Подробная обработка наблюдений и вычисление удельных весов, конечно, не могли быть выполнены во время плавания; Макаров занялся этой работой, вернувшись из плавания в Петербург.
В июне 1889 года он поселился на даче в Лесном и с головой ушел в работу. Обширная рабочая комната была заставлена сотнями бутылок с водой, добытой почти из всех океанов и морей земного шара с разных глубин, здесь же лежали образчики грунта, гидрологические инструменты и груды таблиц. На стенах висели диаграммы и карты. Чертежник и вычислитель, нанятые Макаровым, занимались технической стороной дела. Сам Макаров группировал и обобщал наблюдения, вычислял поправки.

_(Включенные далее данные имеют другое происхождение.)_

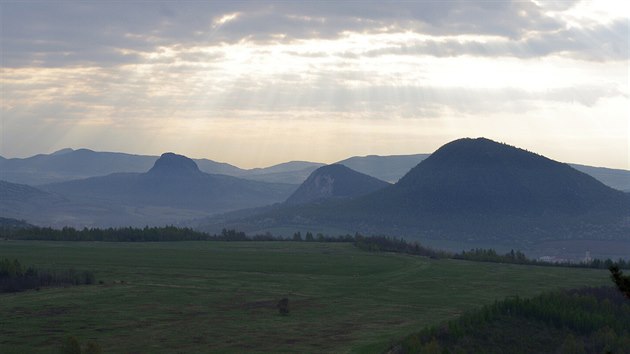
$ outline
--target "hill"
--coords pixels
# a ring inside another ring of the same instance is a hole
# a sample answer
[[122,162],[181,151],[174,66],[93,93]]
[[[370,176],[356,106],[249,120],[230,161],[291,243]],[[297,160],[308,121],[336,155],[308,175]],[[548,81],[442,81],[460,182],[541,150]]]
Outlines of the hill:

Это вычисление поправок оказалось самой сложной и кропотливой работой. Она заняла целый год. Степан Осипович хотел добиться идеальной точности получаемых данных. Однако это было нелегко. Например, добытая батометром[57] вода, при прохождении через более холодные или теплые верхние слои воды, изменяет свою температуру. Вода вторично изменяет температуру, когда ее переливают (как ни стараются сделать это быстро) из батометра в кружку и несут к месту наблюдения. Поправки на эти изменения и должны быть выяснены при окончательном определении истинной температуры воды, взятой с соответствующей глубины.
Для этой цели имелись таблицы.
Но Макаров, принявшись за обработку своих исследований, убедился, что таблицы недостаточно точны. Тогда он решил для точного определения величины поправок произвести опыты. Они и были поставлены в Кронштадтском морском госпитале при содействии доктора Шидловского.
Опыты производились в двух огромных резервуарах, вмещавших примерно по тонне воды каждый. В одном из них вода охлаждалась льдом, в другом — нагревалась паром. Батометр погружали в первый резервуар с холодной водой и, после того как он принимал температуру этой воды, выливали из него воду в кружку и измеряли в ней температуру. Поправку выводили из разности между температурой воды, заключенной в резервуаре, и температурой, полученной по термометру, погруженному в кружку.
Но когда Макаров занялся окончательной обработкой всех собранных им материалов, он убедился в недостаточной точности имевшихся в то время вспомогательных таблиц и других данных. Пришлось составить новые таблицы и для обработки удельных весов морской воды. После появления в печати труда Макарова прежними таблицами пользоваться перестали.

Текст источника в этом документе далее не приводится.